Zur Story: Das Liebespaar ist ein Gelehrter namens Elias, seine Flamme eine attraktive, kunstbewanderte Mailänderin namens Stella. Um das Dreieck komplett zu machen, gibt es noch die an der Welt leidende Ellen, Elias Frau, die zu Hause auf ihren Gatten wartet. Doch Elias ist hin und wieder unabkömmlich, nämlich immer dann, wenn es die beiden Turteltauben mit aller Macht zueinander zieht. Dann treffen sie sich in einem Hotel, um übereinander herzufallen. Vorher oder danach gibt es einen Abstecher ins Grüne, auf eine Burg oder zu einem Kunstwerk. Und alles, was am Wegrand steht und liegt, beziehen Elias und Stella auf ihre Liebe: Ein Paar, das nur zusammen Eins ist, aber der Umstände halber nicht Eins sein darf. Trotz „ewiger Liäbi“: die Treffen werden von Mal zu Mal schwieriger, es gibt einiges an Spannungen, an Überspanntheiten zu durchleben, und nur die Gattin zu Hause reagiert mit „Abwarten und Tee trinken“.
Es wäre falsch, aufgrund meiner eher ironischen Zusammenfassung der Story zu meinen, wir hätten es hier mit Kitsch zu tun. Allerdings, wäre es einzig der Geschichte wegen, wir dürften die Sache vergessen. Bücher über unglückliche Liebeshändel gibt es nun wirklich andere, denen ich Ewiggültigkeit zugestehen würde. Es ist eben der Text als solcher, welcher Halters Buch speziell macht. Zwei Liebende, die sich eine neue Sprache füreinander schaffen, eine Sprache voller Poesie, weil die Worte und Namen, die „normale“ Liebende einander zuflüstern, für das, was sie fühlen, nicht ausreicht. Ihre Treffen und Briefe sind immer auch ein Nachdenken über die Beschaffenheit der Liebe, die sie immer mehr als ihre Religion zelebrieren.

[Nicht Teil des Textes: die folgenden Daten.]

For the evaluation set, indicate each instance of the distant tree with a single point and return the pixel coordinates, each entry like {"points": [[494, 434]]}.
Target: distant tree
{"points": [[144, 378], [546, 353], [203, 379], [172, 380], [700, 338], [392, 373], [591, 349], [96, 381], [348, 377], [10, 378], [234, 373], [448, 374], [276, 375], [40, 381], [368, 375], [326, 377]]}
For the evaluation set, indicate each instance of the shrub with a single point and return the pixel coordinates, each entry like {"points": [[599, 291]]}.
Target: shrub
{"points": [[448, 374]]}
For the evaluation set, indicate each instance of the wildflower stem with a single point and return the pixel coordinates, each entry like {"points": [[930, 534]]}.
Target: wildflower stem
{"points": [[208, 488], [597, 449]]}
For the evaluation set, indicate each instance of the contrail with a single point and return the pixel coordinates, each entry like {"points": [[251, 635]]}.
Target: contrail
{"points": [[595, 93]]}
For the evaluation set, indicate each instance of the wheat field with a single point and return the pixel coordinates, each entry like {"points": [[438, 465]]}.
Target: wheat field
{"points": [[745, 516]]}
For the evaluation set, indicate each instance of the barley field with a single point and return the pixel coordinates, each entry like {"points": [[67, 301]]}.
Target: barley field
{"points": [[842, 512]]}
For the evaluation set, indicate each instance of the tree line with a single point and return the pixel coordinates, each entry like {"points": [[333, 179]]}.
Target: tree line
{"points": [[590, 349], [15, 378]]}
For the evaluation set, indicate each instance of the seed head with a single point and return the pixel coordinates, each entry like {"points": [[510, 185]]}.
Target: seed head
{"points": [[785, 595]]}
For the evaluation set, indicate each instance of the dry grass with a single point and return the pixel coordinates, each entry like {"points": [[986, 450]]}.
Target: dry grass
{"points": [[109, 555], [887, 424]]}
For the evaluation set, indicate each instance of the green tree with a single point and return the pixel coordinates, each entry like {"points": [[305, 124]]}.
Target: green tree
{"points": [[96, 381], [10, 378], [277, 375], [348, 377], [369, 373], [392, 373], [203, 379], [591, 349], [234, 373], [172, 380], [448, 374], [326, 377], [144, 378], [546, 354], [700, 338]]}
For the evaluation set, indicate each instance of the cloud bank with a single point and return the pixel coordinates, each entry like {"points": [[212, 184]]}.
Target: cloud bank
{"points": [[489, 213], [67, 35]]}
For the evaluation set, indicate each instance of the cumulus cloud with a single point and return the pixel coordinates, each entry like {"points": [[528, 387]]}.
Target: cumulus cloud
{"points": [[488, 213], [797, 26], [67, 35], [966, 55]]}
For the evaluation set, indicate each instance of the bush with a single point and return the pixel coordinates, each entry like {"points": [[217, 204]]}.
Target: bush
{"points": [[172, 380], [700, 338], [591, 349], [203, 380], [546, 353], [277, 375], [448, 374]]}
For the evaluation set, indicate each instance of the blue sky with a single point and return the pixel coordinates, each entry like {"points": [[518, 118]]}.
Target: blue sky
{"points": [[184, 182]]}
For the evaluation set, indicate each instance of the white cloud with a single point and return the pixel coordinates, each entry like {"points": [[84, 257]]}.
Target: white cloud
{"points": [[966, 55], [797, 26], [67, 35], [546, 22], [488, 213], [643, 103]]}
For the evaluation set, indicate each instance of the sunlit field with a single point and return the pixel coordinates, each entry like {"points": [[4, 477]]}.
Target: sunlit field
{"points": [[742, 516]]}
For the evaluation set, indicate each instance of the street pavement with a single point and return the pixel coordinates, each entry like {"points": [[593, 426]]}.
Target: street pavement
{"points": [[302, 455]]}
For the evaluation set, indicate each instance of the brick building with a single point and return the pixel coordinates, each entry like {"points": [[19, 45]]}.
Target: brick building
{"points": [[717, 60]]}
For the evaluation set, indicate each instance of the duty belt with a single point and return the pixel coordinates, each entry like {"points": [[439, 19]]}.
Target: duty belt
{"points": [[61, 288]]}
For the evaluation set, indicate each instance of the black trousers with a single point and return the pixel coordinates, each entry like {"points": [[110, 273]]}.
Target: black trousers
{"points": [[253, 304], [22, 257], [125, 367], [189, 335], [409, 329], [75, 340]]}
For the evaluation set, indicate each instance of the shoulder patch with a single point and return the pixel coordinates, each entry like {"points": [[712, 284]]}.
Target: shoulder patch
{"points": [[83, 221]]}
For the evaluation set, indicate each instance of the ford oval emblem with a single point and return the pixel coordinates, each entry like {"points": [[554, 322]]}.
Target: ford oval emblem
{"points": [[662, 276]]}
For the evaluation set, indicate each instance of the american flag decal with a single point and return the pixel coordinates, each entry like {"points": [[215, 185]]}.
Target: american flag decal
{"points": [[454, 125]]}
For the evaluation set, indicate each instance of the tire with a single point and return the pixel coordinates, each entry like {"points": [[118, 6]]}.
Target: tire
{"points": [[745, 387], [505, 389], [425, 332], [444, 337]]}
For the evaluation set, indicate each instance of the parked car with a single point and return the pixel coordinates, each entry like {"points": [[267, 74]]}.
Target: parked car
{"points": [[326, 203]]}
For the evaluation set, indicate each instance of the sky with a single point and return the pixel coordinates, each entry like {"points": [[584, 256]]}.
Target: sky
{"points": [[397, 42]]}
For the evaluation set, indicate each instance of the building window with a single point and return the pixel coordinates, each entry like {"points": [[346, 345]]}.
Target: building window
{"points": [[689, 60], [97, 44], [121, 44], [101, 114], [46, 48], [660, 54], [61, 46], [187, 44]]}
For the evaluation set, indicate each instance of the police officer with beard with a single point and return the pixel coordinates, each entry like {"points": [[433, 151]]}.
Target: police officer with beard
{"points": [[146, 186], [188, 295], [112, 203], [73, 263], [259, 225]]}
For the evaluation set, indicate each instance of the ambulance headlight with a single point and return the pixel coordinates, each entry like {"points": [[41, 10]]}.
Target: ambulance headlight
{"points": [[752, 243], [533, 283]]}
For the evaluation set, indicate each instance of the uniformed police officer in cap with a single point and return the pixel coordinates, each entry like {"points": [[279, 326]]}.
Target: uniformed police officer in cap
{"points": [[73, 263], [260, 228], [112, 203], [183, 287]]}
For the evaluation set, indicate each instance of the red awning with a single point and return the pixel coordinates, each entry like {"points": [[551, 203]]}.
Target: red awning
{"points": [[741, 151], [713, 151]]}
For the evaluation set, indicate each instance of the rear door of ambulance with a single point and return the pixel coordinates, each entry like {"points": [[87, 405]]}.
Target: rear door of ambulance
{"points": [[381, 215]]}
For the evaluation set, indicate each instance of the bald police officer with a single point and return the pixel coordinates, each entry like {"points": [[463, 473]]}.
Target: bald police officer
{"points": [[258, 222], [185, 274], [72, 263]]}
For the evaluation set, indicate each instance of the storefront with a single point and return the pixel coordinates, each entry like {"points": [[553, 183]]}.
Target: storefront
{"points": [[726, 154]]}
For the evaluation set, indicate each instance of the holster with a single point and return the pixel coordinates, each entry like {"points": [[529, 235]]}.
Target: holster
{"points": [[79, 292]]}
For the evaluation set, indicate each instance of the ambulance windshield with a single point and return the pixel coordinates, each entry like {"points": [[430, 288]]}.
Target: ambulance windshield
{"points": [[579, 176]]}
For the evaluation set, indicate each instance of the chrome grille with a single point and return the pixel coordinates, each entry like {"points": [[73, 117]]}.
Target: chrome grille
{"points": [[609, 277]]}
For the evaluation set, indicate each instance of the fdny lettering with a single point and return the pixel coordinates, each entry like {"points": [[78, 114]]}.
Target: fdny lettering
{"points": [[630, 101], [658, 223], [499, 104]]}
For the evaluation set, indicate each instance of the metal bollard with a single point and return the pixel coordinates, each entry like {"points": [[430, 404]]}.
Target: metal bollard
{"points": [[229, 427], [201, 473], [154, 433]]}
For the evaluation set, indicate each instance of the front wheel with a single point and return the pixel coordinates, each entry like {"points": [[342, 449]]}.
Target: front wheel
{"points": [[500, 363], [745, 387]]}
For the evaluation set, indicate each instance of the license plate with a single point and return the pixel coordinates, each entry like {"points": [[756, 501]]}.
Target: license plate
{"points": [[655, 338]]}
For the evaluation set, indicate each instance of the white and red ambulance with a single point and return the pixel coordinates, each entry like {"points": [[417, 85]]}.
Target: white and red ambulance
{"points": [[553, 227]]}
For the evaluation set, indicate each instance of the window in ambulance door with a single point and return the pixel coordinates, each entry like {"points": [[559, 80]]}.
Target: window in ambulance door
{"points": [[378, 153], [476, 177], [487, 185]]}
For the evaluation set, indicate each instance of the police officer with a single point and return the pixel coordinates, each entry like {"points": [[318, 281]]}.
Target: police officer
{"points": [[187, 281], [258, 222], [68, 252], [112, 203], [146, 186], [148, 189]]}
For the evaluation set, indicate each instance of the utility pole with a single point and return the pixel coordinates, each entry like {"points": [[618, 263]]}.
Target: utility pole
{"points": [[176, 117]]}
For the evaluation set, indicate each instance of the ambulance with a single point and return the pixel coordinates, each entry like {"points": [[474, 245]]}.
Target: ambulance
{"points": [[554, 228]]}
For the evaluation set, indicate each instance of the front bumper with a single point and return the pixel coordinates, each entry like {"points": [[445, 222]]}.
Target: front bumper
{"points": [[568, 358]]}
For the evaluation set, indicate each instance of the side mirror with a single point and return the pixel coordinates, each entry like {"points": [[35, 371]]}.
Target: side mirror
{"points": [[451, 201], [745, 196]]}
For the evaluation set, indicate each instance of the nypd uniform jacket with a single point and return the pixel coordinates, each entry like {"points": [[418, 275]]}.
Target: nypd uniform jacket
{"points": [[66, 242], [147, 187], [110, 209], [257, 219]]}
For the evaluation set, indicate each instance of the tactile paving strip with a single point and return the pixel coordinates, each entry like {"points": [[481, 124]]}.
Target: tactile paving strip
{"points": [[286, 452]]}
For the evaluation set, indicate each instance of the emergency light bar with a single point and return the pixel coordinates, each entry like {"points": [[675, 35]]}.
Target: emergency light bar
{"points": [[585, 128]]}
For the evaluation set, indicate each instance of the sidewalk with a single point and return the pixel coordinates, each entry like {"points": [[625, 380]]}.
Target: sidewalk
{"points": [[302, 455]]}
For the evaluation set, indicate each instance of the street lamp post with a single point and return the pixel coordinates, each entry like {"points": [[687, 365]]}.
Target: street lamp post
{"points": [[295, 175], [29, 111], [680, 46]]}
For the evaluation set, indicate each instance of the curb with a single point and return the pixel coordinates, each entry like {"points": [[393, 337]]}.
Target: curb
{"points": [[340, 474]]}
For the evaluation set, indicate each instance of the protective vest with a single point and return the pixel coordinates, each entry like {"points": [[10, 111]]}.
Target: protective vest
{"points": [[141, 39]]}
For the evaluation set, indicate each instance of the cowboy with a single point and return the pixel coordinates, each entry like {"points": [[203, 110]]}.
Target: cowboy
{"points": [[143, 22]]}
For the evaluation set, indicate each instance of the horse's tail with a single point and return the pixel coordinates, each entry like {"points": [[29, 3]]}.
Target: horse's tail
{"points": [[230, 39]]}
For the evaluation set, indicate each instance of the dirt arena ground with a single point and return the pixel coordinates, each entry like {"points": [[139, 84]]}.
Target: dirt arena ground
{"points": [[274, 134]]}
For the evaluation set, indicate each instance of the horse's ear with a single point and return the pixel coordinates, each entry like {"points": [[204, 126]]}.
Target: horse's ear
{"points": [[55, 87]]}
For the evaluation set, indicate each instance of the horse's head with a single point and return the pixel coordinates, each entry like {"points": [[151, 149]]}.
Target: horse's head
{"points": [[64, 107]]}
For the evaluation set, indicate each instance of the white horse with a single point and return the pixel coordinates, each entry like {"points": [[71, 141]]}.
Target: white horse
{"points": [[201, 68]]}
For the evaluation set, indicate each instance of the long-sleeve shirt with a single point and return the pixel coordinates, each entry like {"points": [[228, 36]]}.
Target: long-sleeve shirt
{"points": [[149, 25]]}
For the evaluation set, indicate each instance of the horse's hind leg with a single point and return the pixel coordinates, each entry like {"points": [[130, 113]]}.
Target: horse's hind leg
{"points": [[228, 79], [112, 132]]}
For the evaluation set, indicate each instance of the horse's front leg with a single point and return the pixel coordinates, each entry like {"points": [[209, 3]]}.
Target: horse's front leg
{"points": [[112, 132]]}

Titel: Mermaid,Roman, gebunden, 344 Seiten
Autor: Ernst Halter
Verlag: Klöpfer & Meyer, 2018
ISBN 9783863514631
Kurzbewertung: Etwas kopflastige, nicht ganz pathosfreie, aber differenziert und wohlformulierte Liebens-, Betrugs- und Bettgeschichte. Es gibt Sätze, die möchte man sich übers Bett hängen.
Für wen: Für den, der’s überspannt mag und gerne etwas über die Philosophie der Liebe nachdenken möchte. Er könnte aber auch in die Welt hinausgehen und lieben üben.